Re: RCU vs NOHZ
From: Joel Fernandes
Date: Thu Sep 15 2022 - 11:37:45 EST
On Thu, Sep 15, 2022 at 9:39 AM Peter Zijlstra <peterz@xxxxxxxxxxxxx> wrote:
>
> Hi,
>
> After watching Joel's talk about RCU and idle ticks I was wondering
> about why RCU doesn't have NOHZ hooks -- that is regular NOHZ, not the
> NOHZ_FULL stuff.
Glad the talk stirred up a discussion!
> These deep idle states are only feasible during NOHZ idle, and the NOHZ
> path is already relatively expensive (which is offset by then mostly
> staying idle for a long while).
>
> Specifically my thinking was that when a CPU goes NOHZ it can splice
> it's callback list onto a global list (cmpxchg), and then the
> jiffy-updater CPU can look at and consume this global list (xchg).
>
> Before you say... but globals suck (they do), NOHZ already has a fair
> amount of global state, and as said before, it's offset by the CPU then
> staying idle for a fair while. If there is heavy contention on the NOHZ
> data, the idle governor is doing a bad job by selecting deep idle states
> whilst we're not actually idle for long.
>
> The above would remove the reason for RCU to inhibit NOHZ.
>
>
> Additionally; when the very last CPU goes idle (I think we know this
> somewhere, but I can't reaily remember where) we can insta-advance the
> QS machinery and run the callbacks before going (NOHZ) idle.
>
>
> Is there a reason this couldn't work? To me this seems like a much
> simpler solution than the whole rcu-cb thing.
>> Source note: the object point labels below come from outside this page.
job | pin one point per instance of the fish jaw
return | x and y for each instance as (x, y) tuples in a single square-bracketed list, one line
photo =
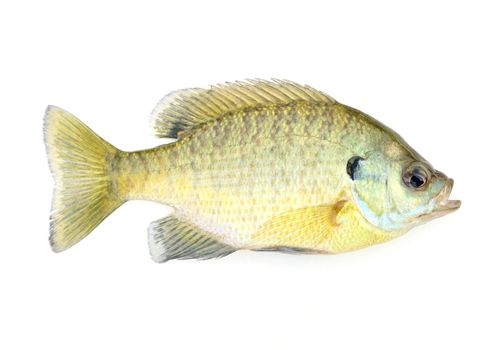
[(442, 204)]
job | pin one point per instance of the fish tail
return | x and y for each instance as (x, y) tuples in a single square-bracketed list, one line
[(83, 195)]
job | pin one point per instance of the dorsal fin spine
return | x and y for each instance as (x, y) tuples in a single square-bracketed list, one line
[(182, 111)]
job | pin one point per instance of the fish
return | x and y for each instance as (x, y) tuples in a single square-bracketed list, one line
[(262, 165)]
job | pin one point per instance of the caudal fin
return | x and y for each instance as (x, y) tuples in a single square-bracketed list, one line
[(82, 195)]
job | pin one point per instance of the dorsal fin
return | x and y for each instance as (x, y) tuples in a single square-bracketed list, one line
[(184, 110)]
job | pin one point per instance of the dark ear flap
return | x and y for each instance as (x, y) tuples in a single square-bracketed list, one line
[(352, 167)]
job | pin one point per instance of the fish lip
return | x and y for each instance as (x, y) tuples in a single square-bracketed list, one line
[(442, 202)]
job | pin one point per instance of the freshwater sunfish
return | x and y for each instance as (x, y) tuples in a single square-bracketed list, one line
[(260, 165)]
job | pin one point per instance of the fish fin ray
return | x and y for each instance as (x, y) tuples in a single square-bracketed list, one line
[(173, 238), (184, 110), (82, 197)]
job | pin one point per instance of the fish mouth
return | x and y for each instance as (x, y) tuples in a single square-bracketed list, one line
[(444, 205)]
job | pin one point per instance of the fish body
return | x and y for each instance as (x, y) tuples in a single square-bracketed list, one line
[(258, 165)]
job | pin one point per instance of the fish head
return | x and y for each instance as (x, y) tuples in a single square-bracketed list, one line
[(398, 192)]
You mean the “whole rcu-nocb” thing? The nocb feature does not just
eliminate the need to keep idle ticks ON, that’s just one of the
reasons to use nocb. The other reasons is nocb makes the cb invoke in
a thread and not softirq of the queuing cpu, this makes the energy
aware scheduler decide where to place those threads and it seems to do
a really good job of saving power (Vlad Rezki who works on android
checked and I CC’d).
Maybe your suggestion is more about how to keep the idle tick off on
systems without using no-cb (note that nocb has additional overhead
due to thread wake ups and locking)? If we do the global thing you
mentioned, then that means we won’t get the per cpu cache locality
benefits on those systems that want the cb to execute on same cpu (cb
operating on a hot cache line) since your cb gets invoked on the
jiffie updating cpu per your design.
Outside of RCU, I do remember back in my android days that even with
nocb, we can see idle ticks present quite a bit (this is likely
because of the idle governor in android, but I did not dig much
deeper). I need to go and investigate that again..
Thanks,
- Joel